Читать «Тихие выселки» онлайн - страница 129

Александр Иванович Цветнов

Тимошка на совещании вину от себя отвел, а вины этой на нем, как осенью на паршивой овце репьев. У него одна кровушка-заботушка — себе в ротище да деткам в закрома захапистые. Низовцеву трудно с ним. Бестолковые и неблагодарные мы. Вон какой дворец сгрохали не для себя, для нас. Горушка-неслушник от матушки отбился, думала, пропадет. Колхоз ему домик: живи, детишек плоди. Наська-то, слышь, брюхата… Колхоз тебя, меня, сына моего возвысил, и вредить ему? Поживу, как люди, без завидушек, отойду душенькой.

Тинькало. Должно быть, с крыши капало, сугроб дырявило. Капля за каплей, а насквозь, до земли продолбит. Наверно, Анна к шлепанью капель прислушалась, перестала каяться. Тренькнуло как стекло, упало и раскололось с треском. Капли перестали отбивать секунды.

— Что я, жизнь прожила? — спросила себя Анна. — Со стороны глядючи — позавидовать можно: в славе, в чести, сколько у меня только наград и подарочков разных, но покойно моей душеньке никогда не было — прислужницей у Тимошки была. Доярки косились, как будто я им не подруга.

По нежно-синему небу стадом плыли белые облака-барашки. Навевая легкую грусть, они плыли высоко. На минуту заслонили солнце, стало прохладней. Анна глубоко вздохнула, печалясь:

— Искала утешенье в детушках, думала Горушку на тебе женить, вас над людьми возвысить, а вам без меня хорошо. Каждый свое нашел…

Голос ее дрожал. Маша утонула в сене. Надо бы повернуться, поглядеть на тетку Анну, по шелесту и шуршанью поняла, что она плачет, а ведь до этого раза Маша и представить себе не могла, что Кошкина умеет плакать. Может, утешить ее, но у Маши не было для нее слов утешения.

Анна и не ждала их, наверно, для самой себя продолжала:

— Разве я злодейка людям? Чего мне надо? Денег и добра хватит. Это бывалоча сундуки тканины наживут, тряпками хвалятся — тешутся. — Анна встала, сделала шаг, но остановилась. — И чтобы я против тебя народ мутила. Нет у меня зла против тебя. С женой Горушки я примирилась. А Тимошка, как осенняя муха, перед своим концом кусается. Сказывают: по весне каменные домики ставить будут. Люду накличут со всех сторонушек, где Тимошке с теми людьми справиться.

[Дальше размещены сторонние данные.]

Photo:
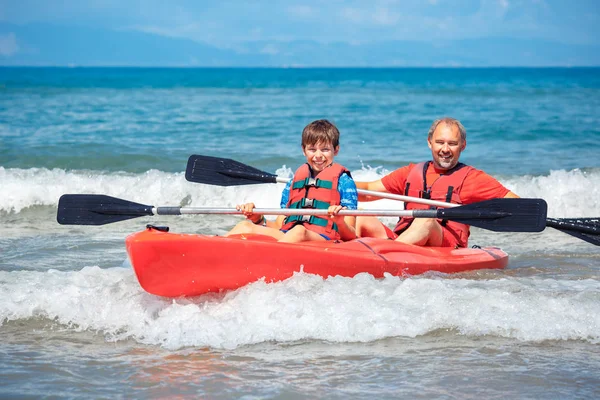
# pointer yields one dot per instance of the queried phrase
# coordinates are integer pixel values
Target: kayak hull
(174, 265)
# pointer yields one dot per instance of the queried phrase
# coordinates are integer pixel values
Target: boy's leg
(370, 227)
(300, 234)
(247, 227)
(423, 232)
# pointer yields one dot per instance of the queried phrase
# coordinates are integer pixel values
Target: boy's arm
(348, 200)
(375, 186)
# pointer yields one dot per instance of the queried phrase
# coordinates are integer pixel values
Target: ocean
(75, 323)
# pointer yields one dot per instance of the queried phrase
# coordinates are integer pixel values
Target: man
(442, 179)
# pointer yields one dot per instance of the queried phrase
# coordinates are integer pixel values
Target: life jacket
(446, 188)
(318, 192)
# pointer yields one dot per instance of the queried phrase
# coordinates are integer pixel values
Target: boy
(335, 190)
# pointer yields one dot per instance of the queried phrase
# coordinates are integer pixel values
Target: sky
(228, 24)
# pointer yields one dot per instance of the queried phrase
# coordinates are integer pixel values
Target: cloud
(8, 45)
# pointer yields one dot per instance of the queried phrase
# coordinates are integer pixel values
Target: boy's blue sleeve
(348, 192)
(285, 195)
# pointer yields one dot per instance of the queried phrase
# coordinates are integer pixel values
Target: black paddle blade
(224, 172)
(587, 229)
(95, 209)
(501, 215)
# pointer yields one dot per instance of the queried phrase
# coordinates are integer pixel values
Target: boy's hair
(320, 131)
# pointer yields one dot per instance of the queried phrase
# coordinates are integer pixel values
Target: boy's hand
(248, 210)
(333, 212)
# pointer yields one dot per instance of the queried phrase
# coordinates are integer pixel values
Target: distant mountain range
(51, 45)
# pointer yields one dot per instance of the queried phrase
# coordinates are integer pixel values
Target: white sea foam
(361, 309)
(574, 193)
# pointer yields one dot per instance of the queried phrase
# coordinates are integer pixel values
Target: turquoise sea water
(73, 313)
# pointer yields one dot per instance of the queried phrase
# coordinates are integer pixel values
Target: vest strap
(310, 203)
(312, 182)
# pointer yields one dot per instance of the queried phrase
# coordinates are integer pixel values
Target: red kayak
(173, 265)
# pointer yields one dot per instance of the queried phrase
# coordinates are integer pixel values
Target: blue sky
(228, 24)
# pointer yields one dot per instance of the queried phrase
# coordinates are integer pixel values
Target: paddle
(227, 172)
(500, 215)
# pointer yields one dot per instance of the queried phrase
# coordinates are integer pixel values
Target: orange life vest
(445, 188)
(318, 192)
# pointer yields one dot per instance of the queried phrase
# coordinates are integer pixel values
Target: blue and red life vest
(318, 192)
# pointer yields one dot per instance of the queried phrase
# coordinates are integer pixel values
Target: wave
(573, 193)
(306, 307)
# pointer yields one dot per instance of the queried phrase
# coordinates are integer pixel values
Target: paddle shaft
(515, 215)
(304, 211)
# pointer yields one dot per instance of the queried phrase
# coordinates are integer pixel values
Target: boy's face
(320, 155)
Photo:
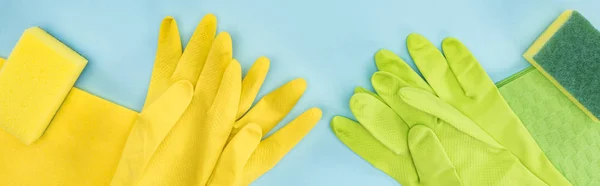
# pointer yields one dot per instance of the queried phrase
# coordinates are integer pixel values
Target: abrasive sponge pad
(568, 54)
(34, 82)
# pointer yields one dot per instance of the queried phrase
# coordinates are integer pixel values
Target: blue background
(330, 43)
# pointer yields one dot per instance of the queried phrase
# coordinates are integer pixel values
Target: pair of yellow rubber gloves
(452, 127)
(197, 127)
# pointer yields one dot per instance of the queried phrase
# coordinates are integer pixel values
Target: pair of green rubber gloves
(451, 128)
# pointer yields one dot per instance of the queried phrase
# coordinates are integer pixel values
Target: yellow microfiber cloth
(85, 138)
(35, 81)
(81, 146)
(568, 54)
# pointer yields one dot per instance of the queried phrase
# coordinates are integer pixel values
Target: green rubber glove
(456, 79)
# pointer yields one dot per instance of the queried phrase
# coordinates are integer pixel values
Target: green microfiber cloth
(569, 138)
(568, 54)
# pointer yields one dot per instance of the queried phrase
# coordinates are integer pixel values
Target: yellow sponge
(34, 82)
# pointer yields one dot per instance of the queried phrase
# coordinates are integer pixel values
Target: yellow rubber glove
(190, 152)
(74, 130)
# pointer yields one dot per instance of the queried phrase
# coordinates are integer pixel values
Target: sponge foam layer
(34, 82)
(568, 54)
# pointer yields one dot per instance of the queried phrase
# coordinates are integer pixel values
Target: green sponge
(568, 54)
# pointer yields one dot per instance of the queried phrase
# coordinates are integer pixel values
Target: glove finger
(252, 84)
(271, 150)
(388, 87)
(434, 67)
(230, 167)
(152, 126)
(364, 90)
(167, 56)
(2, 62)
(387, 61)
(219, 120)
(196, 51)
(380, 120)
(430, 158)
(272, 108)
(358, 139)
(430, 104)
(469, 73)
(218, 60)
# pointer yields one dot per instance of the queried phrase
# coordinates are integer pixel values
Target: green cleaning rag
(570, 139)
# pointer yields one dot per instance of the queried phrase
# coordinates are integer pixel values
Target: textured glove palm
(457, 79)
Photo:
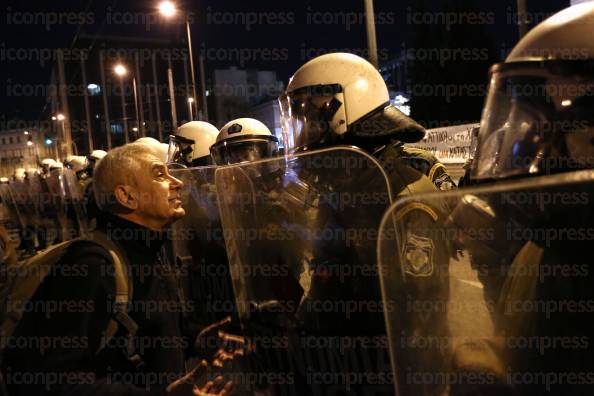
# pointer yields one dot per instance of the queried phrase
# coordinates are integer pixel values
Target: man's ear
(126, 197)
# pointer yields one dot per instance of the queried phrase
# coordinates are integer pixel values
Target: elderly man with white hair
(138, 200)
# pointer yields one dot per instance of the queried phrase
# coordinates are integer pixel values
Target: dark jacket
(54, 348)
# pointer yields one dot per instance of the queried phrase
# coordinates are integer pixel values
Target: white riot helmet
(56, 165)
(191, 145)
(96, 155)
(92, 159)
(20, 174)
(77, 163)
(538, 116)
(242, 140)
(161, 148)
(46, 163)
(338, 96)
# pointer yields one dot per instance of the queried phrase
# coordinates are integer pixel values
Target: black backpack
(19, 288)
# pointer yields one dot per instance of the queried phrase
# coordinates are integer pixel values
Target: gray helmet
(243, 140)
(538, 116)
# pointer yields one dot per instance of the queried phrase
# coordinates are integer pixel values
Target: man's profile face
(159, 199)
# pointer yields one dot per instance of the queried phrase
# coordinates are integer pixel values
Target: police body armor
(199, 251)
(517, 313)
(301, 234)
(67, 201)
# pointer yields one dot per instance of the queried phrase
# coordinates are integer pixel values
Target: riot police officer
(190, 146)
(241, 140)
(342, 100)
(537, 122)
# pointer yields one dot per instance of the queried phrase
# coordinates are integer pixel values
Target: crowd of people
(229, 261)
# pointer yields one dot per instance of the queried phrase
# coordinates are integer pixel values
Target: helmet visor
(307, 116)
(179, 154)
(538, 119)
(244, 150)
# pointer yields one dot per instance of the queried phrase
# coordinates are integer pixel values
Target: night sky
(282, 35)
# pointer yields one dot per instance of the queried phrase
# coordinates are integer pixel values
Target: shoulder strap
(23, 288)
(124, 290)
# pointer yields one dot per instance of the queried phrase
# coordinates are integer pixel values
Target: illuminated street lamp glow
(120, 70)
(167, 9)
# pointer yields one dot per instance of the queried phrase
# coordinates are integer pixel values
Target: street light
(120, 70)
(60, 117)
(168, 10)
(190, 102)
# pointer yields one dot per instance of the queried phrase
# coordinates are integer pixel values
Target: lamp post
(120, 70)
(190, 103)
(60, 117)
(169, 10)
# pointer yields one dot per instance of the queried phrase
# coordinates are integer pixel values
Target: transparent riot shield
(10, 217)
(27, 213)
(65, 197)
(199, 251)
(508, 310)
(301, 234)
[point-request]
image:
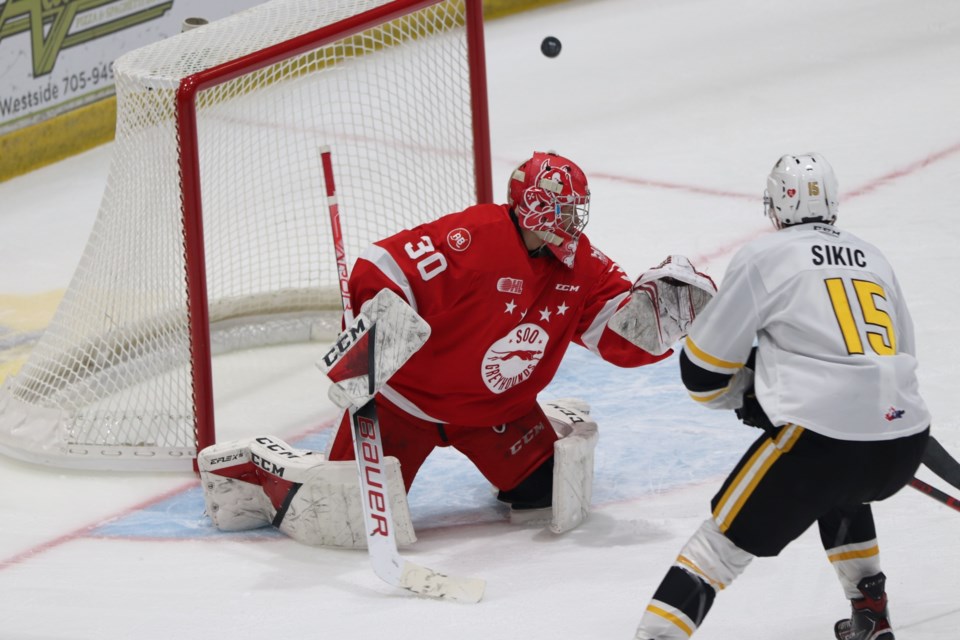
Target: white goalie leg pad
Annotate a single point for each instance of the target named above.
(572, 462)
(231, 503)
(712, 556)
(664, 302)
(246, 483)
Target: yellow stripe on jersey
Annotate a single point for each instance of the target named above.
(854, 554)
(706, 357)
(751, 473)
(666, 615)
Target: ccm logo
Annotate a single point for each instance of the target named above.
(222, 459)
(527, 437)
(346, 340)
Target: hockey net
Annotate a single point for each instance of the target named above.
(213, 235)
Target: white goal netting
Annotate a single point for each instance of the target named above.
(111, 382)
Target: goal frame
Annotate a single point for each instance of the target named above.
(189, 157)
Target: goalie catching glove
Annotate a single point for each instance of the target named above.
(663, 303)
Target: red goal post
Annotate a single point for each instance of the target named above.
(212, 233)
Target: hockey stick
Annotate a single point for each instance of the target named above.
(941, 463)
(935, 493)
(387, 562)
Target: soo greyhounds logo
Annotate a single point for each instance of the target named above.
(512, 359)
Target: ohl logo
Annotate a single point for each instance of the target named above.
(459, 239)
(513, 358)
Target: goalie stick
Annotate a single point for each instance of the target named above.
(387, 562)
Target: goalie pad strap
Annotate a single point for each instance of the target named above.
(573, 456)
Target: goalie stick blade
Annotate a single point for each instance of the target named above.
(427, 582)
(935, 493)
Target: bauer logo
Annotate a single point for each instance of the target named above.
(513, 358)
(459, 239)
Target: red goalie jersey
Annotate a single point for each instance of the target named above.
(501, 319)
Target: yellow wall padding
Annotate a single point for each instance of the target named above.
(65, 135)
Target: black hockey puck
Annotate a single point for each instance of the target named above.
(550, 47)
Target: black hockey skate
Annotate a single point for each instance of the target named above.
(868, 619)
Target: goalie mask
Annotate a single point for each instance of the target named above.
(801, 189)
(549, 195)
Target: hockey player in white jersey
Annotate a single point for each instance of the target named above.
(808, 338)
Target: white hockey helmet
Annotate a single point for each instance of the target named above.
(801, 189)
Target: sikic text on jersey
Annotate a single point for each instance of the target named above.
(837, 256)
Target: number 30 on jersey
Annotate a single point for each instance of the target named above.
(429, 262)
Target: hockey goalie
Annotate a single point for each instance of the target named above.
(468, 318)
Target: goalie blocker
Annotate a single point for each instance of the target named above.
(263, 481)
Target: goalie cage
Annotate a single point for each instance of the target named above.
(236, 110)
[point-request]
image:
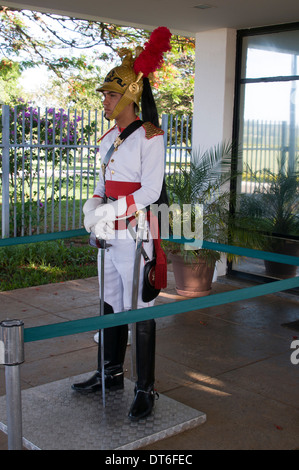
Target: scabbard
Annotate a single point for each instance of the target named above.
(135, 288)
(103, 248)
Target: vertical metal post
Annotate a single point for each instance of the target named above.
(12, 355)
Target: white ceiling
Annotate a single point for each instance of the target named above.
(180, 16)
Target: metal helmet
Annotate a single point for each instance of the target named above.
(127, 79)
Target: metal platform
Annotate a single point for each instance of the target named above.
(57, 418)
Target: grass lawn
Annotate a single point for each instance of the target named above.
(48, 262)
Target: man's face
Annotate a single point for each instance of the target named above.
(111, 99)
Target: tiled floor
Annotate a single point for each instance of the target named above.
(232, 362)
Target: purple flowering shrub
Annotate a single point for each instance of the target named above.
(45, 149)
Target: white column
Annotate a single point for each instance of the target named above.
(214, 94)
(214, 87)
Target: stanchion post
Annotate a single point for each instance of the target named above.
(12, 355)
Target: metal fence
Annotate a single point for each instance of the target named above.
(264, 143)
(49, 165)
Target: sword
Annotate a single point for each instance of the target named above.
(135, 287)
(101, 244)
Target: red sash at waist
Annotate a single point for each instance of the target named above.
(116, 189)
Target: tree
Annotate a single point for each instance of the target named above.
(54, 41)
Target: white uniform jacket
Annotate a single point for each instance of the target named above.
(136, 169)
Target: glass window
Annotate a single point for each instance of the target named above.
(268, 140)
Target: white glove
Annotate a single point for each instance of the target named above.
(106, 214)
(104, 230)
(112, 211)
(89, 209)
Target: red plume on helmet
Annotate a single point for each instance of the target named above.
(151, 58)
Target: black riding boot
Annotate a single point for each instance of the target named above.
(145, 364)
(115, 344)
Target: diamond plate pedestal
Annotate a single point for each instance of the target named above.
(57, 418)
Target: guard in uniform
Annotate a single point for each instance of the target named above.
(132, 179)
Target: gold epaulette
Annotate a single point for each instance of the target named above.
(151, 130)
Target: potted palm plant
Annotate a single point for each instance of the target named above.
(273, 208)
(204, 183)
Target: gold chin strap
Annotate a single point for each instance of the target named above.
(129, 96)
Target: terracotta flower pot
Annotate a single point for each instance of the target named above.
(192, 279)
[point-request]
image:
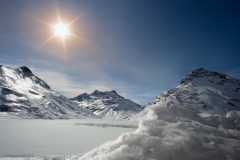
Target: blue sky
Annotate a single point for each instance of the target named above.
(139, 48)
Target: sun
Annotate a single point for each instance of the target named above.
(61, 30)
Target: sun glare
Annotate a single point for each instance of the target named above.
(61, 30)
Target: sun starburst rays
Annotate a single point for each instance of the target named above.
(62, 31)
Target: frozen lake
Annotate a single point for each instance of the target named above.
(58, 137)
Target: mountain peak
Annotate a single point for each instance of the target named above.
(25, 70)
(202, 73)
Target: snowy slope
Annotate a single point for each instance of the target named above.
(23, 95)
(197, 120)
(107, 104)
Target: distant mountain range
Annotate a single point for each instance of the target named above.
(24, 95)
(107, 104)
(202, 90)
(199, 119)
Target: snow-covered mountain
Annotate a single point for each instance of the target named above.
(23, 95)
(206, 91)
(199, 119)
(107, 104)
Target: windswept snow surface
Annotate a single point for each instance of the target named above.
(197, 120)
(23, 95)
(107, 104)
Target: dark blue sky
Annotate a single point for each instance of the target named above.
(139, 48)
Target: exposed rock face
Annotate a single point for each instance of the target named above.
(24, 95)
(107, 104)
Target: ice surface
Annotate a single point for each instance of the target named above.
(197, 120)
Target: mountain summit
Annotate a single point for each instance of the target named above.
(199, 119)
(24, 95)
(107, 104)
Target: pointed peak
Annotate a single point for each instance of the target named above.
(25, 70)
(113, 91)
(201, 72)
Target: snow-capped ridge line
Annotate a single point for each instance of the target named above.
(108, 104)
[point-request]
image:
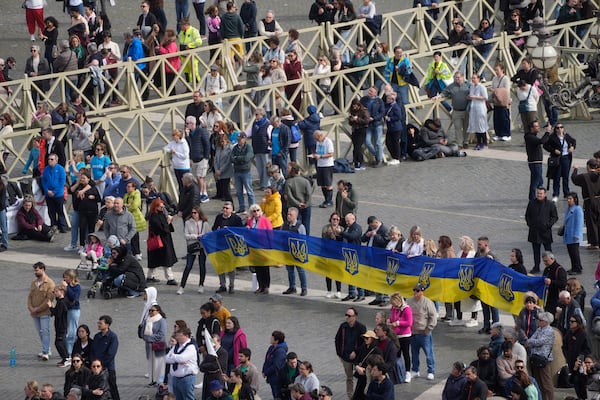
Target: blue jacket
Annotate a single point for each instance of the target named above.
(573, 221)
(376, 109)
(199, 144)
(112, 186)
(105, 349)
(259, 136)
(309, 125)
(54, 178)
(595, 302)
(274, 361)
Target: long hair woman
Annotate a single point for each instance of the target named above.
(159, 226)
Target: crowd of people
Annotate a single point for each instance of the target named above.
(107, 197)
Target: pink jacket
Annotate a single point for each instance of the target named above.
(401, 320)
(263, 223)
(95, 247)
(239, 342)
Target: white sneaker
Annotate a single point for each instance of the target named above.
(472, 323)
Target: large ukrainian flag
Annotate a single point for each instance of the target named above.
(379, 270)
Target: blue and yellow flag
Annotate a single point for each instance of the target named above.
(379, 270)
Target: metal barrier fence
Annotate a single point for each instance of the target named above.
(138, 129)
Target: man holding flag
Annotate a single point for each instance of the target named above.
(214, 363)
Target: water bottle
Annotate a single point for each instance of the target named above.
(13, 357)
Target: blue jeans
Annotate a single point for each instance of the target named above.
(536, 178)
(56, 211)
(281, 161)
(183, 388)
(261, 161)
(489, 312)
(418, 341)
(72, 324)
(199, 8)
(562, 172)
(182, 9)
(4, 228)
(42, 325)
(74, 215)
(304, 218)
(119, 283)
(292, 276)
(376, 131)
(243, 180)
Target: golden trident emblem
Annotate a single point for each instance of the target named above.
(237, 245)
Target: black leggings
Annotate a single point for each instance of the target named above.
(405, 350)
(338, 285)
(263, 276)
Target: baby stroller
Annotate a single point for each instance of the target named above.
(92, 253)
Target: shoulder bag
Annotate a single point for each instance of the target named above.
(523, 104)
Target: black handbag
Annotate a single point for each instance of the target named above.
(553, 161)
(194, 247)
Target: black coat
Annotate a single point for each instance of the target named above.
(540, 216)
(188, 198)
(76, 378)
(134, 274)
(165, 256)
(99, 381)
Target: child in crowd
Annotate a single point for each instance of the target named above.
(34, 158)
(59, 312)
(93, 251)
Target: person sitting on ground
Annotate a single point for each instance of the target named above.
(31, 225)
(434, 136)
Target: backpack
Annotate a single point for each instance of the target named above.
(296, 134)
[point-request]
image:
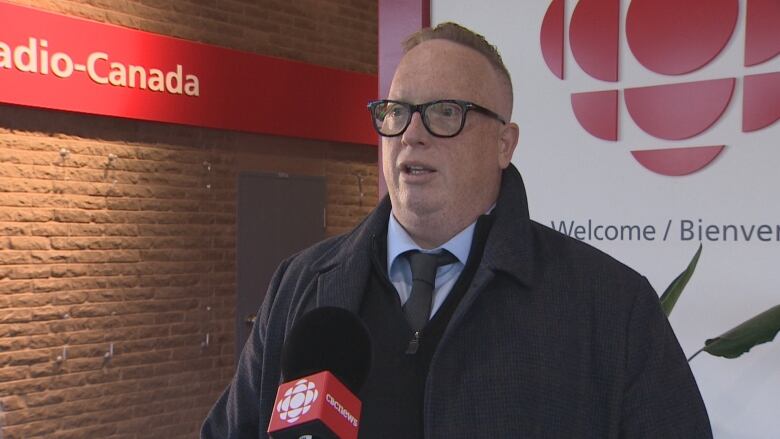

Кошкина ушла. Маша продолжала сидеть. Вдали влажно синел в розовой дымке Уроченский лес. За какой-то час он, как и все вокруг, переменился. На дворе мычала корова, ей чем-то не угодили. Дед Макар на кого-то крикнул:

— Шибче шевелись!

И опять тихо.

3

Среди дня солнце пригревало так, что снег начинал потеть. В ложбинах и выемках, если прислушаться, то явственно молено было разобрать тихонькое «бульк-бульк» — то под снегом завозился, заговорил слабенький ручеек. Вода ледяная, а поди же вот! — снегу жарко, потеет, капает с него в ручеек, а тот от тех капель полноводней становится и пробирается дальше, докатился до оврага, вырвался на волю — и зазвенел. На дне ручейка маленькими зелеными язычками трепещут травинки. Вода моет, полоскает их, начищает до блеска, ни одной илинки не оставит.